Think about it. The Thorcomic employed all the great Norse gods as characters. Thor was fiery. Loki was naughty. Odin was old and wise. Some of the action took place in Asgard, the gods' home world, but the bulk of the comic concerned itself with Thor's adventures on Earth. It's rather as if a Norwegian publisher had delivered a comic in which Jesus-Man fought Doctor Octopus on a weekly basis.
Anyway, noting the cod- Shakespearean nature of the gods’ language, Marvel has hired Kenneth Branagh – still waiting to be Olivier-in-waiting – as director for the Thunder-bringer’s first feature outing. It’s not bad.
The stuff in Asgard, what with its madly expensive but entirely predictable digital landscapes, never quite escapes the twin menaces of chain-mail camp and sub-Tolkien pomposity.
“Har! Har! Har! Foolish dwarf-maiden. The very spine of heaven quivers at my awesome wrath,” nobody really says.
However, when Thor (Chris Hemsworth) arrives on Earth, expelled after rashly overreacting to an incursion by ice beasties, the picture becomes noticeably livelier and less self-important.
Marvel fanatics will regret that the film ditches Thor’s earthly alter-ego – though frail Dr Donald Blake is coyly name-checked – but the interactions between the puzzled god and a party of hip scientists are genuinely amusing.

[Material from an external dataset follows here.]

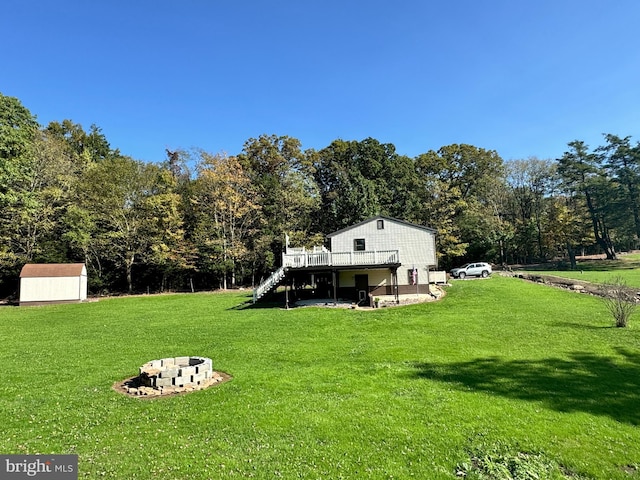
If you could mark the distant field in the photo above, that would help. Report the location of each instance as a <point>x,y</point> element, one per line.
<point>499,369</point>
<point>601,271</point>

“I like this drink!” Thor says while drinking coffee in a diner. He then flings the cup to the ground and bellows “Bring me another!” Well, I laughed.
The action begins with top scientist Natalie Portman encountering an atmospheric aberration above the deserts of New Mexico. As the clouds rage, a body slams dramatically against the side window of her vehicle.
While emo boffin Kat Dennings and Nordic boffin Stellan Skarsgård scratch their own helpless heads, Portman stares aghast at the visitor. He is big, blond and baffled.
The film then flashes back to explain how the hero found himself expelled from the realm of the gods. Brave-but-rash Thor and clever-but-unscrupulous Loki (Tom Hiddleston), his younger brother, are eager to inherit the throne of Odin (Anthony Hopkins in full Jones-the-Lear mode).
Thor is on the point of ascending when, prompted by some baffling intrigue, he travels along a colourful bridge to launch a sneak attack against these evil ice things.
Well, despite their rough manners, the Lords of Asgard are apparently expected to demonstrate restraint, honour and all that malarkey. Thor is separated from his hammer and sent to Earth. He will not be allowed to regain his full powers until he has proved his worthiness.
Branagh and his cast take the material just seriously enough to avoid complete descent into preposterousness. The actors keep a straight face, but cheeks are ever so slightly distended by quivering tongues. Hemsworth deserves several vats of mead for making such an attractive – yet awesome – creation of the central character.
A former star of Home and Away, Hemsworth has that very Australian knack of combining physical might with amiably ingenuous charm. The scene where he and Skarsgård drink each other into insensibility reeks – insofar as such a thing is possible in this sort of enterprise – of after-hours integrity. One suspects the actors rehearsed vigorously.
So, Thorwill do well enough for the first blockbuster of the summer. One aspect of the Marvel experience is, however, becoming increasingly irritating. For what now seems like decades, Sam Jackson has been popping up in the company's films to offer supposedly tantalising pointers towards the forthcoming Avengerspicture.
You have far, far better things to do than sit through four hours of end credits to see the latest pointless teaser for the 2012 ensemble piece. The second coming has been less heavily trailed.